PENDLETON ELEMENTARY SCHOOL
PENDLETON ELEMENTARY SCHOOL
by Paul Butler
I started school in 1929 at Pendleton School on "Runnion Ridge". My first
teacher was Lela Roberts of Swansdale. Then came Josie Long, Flem Houghton,
Mable Johnson and finally Beulah Bail Martin. We had one classroom and a
cloak room where we stored our coats, hats, overshoes and lunch containers
(usually a small lard pail). We had a pot belly stove which burned coal.
Students went up to the coal house to get a bucketful of coal for the
classroom. We got water from E.E. Runnion's house. We would draw a bucketful
from the well and put it in our school bucket and carry it to the school
where we either had collapseable cups or made one of paper. We had a "Chic
Sale" outhouse for the girls and one for the boys. Sheep and cattle roamed
the grounds. When we played ball, a cow pile might have been used for a
base. We made our athletic equipment such as chimney bark (??), baseballs
and bats. In the winter we would play fox and goose in the snow. We usually
put on a Christmans play for our parents. Sometimes we would have peanut or
pie socials to get money to buy books for our small library.
The teacher usually arrived the first day of school with a broom, a box of
chalk, erasers and a register in which to list the names of the students.

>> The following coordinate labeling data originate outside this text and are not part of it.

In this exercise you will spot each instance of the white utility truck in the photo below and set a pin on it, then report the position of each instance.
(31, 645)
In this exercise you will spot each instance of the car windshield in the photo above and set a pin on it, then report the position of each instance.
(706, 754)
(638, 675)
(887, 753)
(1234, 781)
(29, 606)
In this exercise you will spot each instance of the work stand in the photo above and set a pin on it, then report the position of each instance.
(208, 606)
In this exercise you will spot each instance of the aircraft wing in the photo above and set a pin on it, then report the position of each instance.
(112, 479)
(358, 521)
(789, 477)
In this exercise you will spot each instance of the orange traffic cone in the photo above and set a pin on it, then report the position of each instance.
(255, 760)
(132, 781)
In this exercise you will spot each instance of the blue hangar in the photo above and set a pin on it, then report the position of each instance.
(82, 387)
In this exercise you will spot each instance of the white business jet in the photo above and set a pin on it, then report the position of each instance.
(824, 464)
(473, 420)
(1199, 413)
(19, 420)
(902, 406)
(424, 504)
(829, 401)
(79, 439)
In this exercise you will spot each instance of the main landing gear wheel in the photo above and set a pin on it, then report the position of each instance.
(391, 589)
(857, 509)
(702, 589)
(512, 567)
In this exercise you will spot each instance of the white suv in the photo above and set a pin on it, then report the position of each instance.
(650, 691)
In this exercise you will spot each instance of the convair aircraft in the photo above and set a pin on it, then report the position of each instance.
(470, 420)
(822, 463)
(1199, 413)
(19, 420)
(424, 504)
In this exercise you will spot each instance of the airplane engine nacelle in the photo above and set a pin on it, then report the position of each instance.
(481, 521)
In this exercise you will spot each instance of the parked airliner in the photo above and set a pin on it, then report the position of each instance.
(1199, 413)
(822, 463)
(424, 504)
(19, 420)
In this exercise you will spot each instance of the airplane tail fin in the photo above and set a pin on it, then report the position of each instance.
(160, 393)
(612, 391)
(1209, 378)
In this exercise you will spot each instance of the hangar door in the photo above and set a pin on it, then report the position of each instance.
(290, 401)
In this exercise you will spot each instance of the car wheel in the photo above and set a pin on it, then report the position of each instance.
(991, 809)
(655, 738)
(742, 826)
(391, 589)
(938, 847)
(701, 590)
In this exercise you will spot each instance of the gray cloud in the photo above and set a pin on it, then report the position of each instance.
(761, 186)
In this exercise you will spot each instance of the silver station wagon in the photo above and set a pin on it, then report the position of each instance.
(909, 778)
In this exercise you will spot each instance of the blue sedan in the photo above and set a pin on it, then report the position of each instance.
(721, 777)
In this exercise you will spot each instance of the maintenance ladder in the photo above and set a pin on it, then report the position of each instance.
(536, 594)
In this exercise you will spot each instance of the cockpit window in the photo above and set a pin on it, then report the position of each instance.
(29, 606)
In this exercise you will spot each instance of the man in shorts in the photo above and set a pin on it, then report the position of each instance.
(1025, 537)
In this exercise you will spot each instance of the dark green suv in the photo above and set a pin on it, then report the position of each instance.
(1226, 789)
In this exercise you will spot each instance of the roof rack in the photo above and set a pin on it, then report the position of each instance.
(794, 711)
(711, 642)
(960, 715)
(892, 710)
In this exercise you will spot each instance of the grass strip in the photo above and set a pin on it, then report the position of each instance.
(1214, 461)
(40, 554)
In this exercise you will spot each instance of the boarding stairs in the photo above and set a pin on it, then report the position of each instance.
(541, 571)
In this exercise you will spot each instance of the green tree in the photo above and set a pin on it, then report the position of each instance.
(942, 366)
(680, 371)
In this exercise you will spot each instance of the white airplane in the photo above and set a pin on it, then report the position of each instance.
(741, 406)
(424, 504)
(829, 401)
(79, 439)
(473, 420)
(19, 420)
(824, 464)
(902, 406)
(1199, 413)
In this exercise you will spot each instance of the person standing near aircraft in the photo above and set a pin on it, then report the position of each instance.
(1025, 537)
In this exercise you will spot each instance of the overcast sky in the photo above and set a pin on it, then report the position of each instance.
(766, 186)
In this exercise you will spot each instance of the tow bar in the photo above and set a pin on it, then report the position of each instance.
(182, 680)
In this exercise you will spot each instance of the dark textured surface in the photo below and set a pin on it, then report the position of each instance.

We bought our own pencils, paper and textbooks. All eight grades plus the
primer class were taught in one room. Each class was called in turn to the
"Recitation Bench." Writing and art were given to all classes at the same
time.
At the end of the year much time was spent getting the 8th graders prepared
for the diploma examination. One year, the three seventh graders were
included with the lone eighth grader. The eighth grader and two of the three
seventh graders passed the test. High schools open to us were Gassaway and
Sutton in Braxton Co. and Clay Co. High and Widen High in Clay Co. The lack
of school busses in rural areas caused many students to get a late start in
high school. This improved in the 1930s. I have many good memories and
humorous stories about my days in that little school house.